Fresh Del Monte told investors it expects a roughly $40 million to $45 million cost headwind starting in fiscal Q2. Ocean freight is the main driver, including bunker fuel and war-risk surcharges, which cover transit risk through the Strait of Hormuz. Inland transport, fertilizer, and packaging are also contributing. The company is among the first large importers to put a hard P&L number on the Hormuz disruption.

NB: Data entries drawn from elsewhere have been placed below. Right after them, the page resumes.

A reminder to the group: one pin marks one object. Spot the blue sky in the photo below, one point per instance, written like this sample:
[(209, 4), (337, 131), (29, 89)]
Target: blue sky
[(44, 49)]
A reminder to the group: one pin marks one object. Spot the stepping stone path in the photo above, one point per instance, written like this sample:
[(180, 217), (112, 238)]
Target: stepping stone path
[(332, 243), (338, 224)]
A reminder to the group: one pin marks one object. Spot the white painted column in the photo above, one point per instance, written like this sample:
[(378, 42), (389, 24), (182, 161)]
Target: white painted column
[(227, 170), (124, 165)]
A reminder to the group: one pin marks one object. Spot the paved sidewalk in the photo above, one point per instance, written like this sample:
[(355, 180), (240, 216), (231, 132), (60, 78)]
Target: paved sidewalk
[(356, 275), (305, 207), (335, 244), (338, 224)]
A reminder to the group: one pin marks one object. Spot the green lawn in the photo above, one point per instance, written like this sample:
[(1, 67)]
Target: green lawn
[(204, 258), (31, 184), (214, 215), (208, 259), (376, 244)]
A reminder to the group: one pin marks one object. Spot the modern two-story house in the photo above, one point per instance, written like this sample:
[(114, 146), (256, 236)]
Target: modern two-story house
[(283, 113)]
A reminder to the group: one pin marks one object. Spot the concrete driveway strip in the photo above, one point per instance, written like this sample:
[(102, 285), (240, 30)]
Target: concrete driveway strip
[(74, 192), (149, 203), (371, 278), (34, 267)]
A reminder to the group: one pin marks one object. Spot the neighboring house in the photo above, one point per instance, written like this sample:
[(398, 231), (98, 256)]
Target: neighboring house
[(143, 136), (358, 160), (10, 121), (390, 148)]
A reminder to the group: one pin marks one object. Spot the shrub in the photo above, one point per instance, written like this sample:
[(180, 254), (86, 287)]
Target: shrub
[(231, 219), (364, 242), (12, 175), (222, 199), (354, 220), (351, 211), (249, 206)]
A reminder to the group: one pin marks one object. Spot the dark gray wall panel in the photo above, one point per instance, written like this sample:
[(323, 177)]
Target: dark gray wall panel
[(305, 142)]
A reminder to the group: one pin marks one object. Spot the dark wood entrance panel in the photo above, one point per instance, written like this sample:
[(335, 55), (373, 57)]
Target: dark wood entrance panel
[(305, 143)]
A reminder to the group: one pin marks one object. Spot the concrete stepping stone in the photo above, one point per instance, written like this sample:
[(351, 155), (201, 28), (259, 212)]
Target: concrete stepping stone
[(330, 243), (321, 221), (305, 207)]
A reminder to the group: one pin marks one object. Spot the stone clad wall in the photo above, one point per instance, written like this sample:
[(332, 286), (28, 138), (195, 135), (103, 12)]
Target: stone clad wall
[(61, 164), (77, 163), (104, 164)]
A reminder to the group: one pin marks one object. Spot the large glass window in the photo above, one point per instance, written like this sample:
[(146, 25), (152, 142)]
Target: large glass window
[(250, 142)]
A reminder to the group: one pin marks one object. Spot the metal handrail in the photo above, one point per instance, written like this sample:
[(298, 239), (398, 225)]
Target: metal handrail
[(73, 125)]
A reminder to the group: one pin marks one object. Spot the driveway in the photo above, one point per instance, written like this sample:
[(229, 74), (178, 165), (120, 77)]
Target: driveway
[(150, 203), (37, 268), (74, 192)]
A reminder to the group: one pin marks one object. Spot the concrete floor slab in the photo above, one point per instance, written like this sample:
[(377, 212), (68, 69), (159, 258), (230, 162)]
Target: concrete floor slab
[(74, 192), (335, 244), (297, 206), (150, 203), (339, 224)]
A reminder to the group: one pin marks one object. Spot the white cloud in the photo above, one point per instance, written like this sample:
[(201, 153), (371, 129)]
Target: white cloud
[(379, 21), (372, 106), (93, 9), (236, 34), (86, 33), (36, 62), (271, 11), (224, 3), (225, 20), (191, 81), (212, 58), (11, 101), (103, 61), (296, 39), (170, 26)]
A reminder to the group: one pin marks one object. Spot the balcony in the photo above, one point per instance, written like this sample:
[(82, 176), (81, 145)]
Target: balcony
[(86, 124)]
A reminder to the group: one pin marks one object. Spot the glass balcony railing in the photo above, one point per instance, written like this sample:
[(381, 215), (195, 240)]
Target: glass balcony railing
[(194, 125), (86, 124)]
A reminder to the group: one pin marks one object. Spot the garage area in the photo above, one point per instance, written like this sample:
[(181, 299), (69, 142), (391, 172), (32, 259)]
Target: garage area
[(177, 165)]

Why it hits so hard: Del Monte owns most of its ships, so a fuel spike lands straight on its own ledger. The company operates 10 of its 13 ships through its Network Shipping arm, which means there is no carrier contract to soften a bunker fuel jump. A shipper buying space from Maersk would have more protection. Del Monte absorbs the increase itself.
The company moves bananas and pineapples from Latin America and the Philippines and distributes prepared food into Europe, Africa, and the Middle East. Cargo moving through Gulf-linked lanes is what creates the war-risk exposure.
On the Q1 2026 earnings call, CEO Mohammad Abu-Ghazaleh said, “Movements in energy costs do not remain isolated. They cascade through the entire system.”
The wider bill: A separate $20 million to $25 million headwind runs across the balance of the year, split roughly evenly between FX pressure from the Costa Rican colon and higher US driver and inland transport costs.
Commercial transit through Hormuz is running well below pre-crisis levels. Maersk’s Gulf emergency freight surcharge stands at $3,000 per standard 40 ft dry container and $3,800 per reefer, special, or dangerous-goods container. Drewry’s composite rate is at a 22-month high of $4,166.
How peers compare: Dole, Del Monte’s direct produce rival, flagged similar Q2 pressure from shipping and fuel in its Q1 results but declined to attach a dollar figure. Walmart, the largest US grocery retailer and a buyer of Del Monte’s prepared-food lines, separately absorbed about $175 million in Q1 fuel cost on the retail side.
The company is leaning on contractual fuel-recovery clauses and pricing actions to blunt the hit, but its sourcing footprint, anchored in Latin America and the Philippines, keeps exposure to the Gulf route persistent.